Well the EI method is a bit step above the usual cleanliness routine. The method (if read, understood and implemrnted correctly) is about providing ample amounts of quality ingredients for planrs to snack upon.

The maintaining a clean filter, proper circulation, unclogged media, water changes, etc are all part of the husbandary, daily chores. So to start and understand EI like a pro, or to that extent planted tanks in general, these activities are assumed done.

No point in bashing... Amano himself is aware of ei and Barr. They both dont care whos bashing or praising them. They talk and walk and think and do scientific approach.

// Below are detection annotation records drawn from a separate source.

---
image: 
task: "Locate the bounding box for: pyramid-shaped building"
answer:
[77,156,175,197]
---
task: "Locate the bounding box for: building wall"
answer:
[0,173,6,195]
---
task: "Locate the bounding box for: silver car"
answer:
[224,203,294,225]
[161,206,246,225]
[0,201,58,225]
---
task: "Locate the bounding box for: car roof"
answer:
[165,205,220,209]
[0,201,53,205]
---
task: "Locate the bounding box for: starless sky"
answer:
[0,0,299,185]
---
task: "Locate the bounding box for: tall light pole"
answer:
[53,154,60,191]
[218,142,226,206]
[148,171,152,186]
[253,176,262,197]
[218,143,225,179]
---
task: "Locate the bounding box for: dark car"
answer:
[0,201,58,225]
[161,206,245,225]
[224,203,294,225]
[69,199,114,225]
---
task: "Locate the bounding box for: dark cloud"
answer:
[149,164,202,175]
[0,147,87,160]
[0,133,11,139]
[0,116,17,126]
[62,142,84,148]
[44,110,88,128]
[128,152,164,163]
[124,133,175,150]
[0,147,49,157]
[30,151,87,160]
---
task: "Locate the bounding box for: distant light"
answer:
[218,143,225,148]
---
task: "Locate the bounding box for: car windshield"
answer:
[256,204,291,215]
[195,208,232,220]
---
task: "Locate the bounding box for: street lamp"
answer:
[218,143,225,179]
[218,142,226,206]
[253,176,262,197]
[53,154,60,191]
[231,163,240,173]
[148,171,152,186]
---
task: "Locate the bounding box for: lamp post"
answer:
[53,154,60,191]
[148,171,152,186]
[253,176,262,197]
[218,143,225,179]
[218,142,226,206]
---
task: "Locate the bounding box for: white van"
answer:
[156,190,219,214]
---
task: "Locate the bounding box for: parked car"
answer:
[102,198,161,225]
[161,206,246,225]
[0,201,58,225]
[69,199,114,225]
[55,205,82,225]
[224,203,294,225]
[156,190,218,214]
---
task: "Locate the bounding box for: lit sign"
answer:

Check you other fert uptakes, and then come to consumption conclusions. Having a badly maintained filter is no pointer to EI failure. I have seen tanks of Barr and Amano. Both are lovely. So clearly their methods give same results.

Why such animosity?

Sent from my GT-N7000 using Tapatalk


----------



## niko (Jan 28, 2004)

Animosity? No.

Only saying things as they should be said - that no one approach or technique is everything. That should be said because it has easily gotten lost in the last 10 years:

1. EI is a fertilization method. Nothing else. It is not a holistic method to run a planted tank. It is not a system with interacting parts. It is a part of the whole. But most people see EI as a full blown method to run a planted tank. That is why when problems arise the focus is on just part of the possible solutions - varying the chemical additions and water changes.

2. EI is not about "providing ample" fertilizers. The numbers in the original EI thread are given as starting points. They are written for people that have no clue where to start with fertilizers. You are given a reasonable starting point. From there you need to adjust your fertilizers. If you go back and read the original EI thread you will see clearly all of these suggestions.

But most people take the initial numbers to be set in stone. And somehow that leads most people to also believe that more ferts are better. In reality you can run a much more problem-free tank by lowering the ferts dosage - adjusting, exactly as EI suggests. Some plants do require higher ferts and that's what the adjustment part is all about.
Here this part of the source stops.